La TGAP, qu'est-ce que c'est ?
La TGAP est une taxe gouvernementale mise en place depuis le 1er janvier 2000 qui incite les entreprises ou collectivités à réduire leur empreinte environnementale. En matière de gestion des déchets, son objectif est de favoriser le tri, la prévention, la réutilisation et le recyclage en amplifiant le coût de l’élimination pure (incinération ou enfouissement).
Elle s’applique donc sur les tonnes d’ordures ménagères incinérées et sur les encombrants des déchèteries qui partent en enfouissement (ou dans une moindre mesure à l’incinération).

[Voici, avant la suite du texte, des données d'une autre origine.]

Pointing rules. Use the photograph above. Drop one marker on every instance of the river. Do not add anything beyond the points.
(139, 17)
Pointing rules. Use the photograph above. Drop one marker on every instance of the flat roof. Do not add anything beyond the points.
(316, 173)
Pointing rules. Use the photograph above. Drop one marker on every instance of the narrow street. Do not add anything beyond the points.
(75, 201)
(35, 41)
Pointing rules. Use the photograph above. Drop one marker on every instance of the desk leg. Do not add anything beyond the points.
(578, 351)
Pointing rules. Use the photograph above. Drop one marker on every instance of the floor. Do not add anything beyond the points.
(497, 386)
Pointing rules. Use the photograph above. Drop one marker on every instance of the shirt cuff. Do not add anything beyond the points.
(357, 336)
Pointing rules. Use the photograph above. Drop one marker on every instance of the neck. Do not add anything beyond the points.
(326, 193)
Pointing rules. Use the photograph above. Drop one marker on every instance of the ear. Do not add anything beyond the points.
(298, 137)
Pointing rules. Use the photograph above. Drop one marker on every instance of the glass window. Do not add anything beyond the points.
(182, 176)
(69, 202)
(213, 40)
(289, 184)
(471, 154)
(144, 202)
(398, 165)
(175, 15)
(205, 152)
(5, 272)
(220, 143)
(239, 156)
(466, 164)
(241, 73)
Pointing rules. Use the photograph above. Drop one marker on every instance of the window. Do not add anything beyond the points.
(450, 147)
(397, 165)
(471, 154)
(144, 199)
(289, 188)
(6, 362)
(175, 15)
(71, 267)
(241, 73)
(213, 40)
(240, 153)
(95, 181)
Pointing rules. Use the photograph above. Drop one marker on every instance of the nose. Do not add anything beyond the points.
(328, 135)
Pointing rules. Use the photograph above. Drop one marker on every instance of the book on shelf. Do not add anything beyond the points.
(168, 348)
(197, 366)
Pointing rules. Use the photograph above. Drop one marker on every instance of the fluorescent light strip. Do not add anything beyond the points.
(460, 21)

D’ici 2025, la loi de finances 2019 prévoit une augmentation progressive mais importante de la TGAP, impactant les taxes payées par les collectivités pour la gestion des déchets.
AGIR COLLECTIVEMENT POUR CONTENIR CETTE AUGMENTATION

Comment amortir ces augmentations et limiter les répercussions sur la tarification des usagers ? Pour essayer de maitriser cette hausse, le SMICTOM agit quotidiennement et met en place des actions lui permettant de réduire ses coûts de collecte et aux usagers d’enlever davantage de déchets du sac d’ordures ménagères :
- depuis plusieurs années : multiplication des filières de valorisation en déchèteries (mobilier, seconde vie, déchets électriques et électroniques, etc.),
- en 2022 : adaptation du rythme de passage du camion au réel,
- dès 2023 : simplification des consignes de tri avec l’ajout de tous les emballages plastiques,
- dès 2024 : intensification du tri à la source des biodéchets grâce au compostage.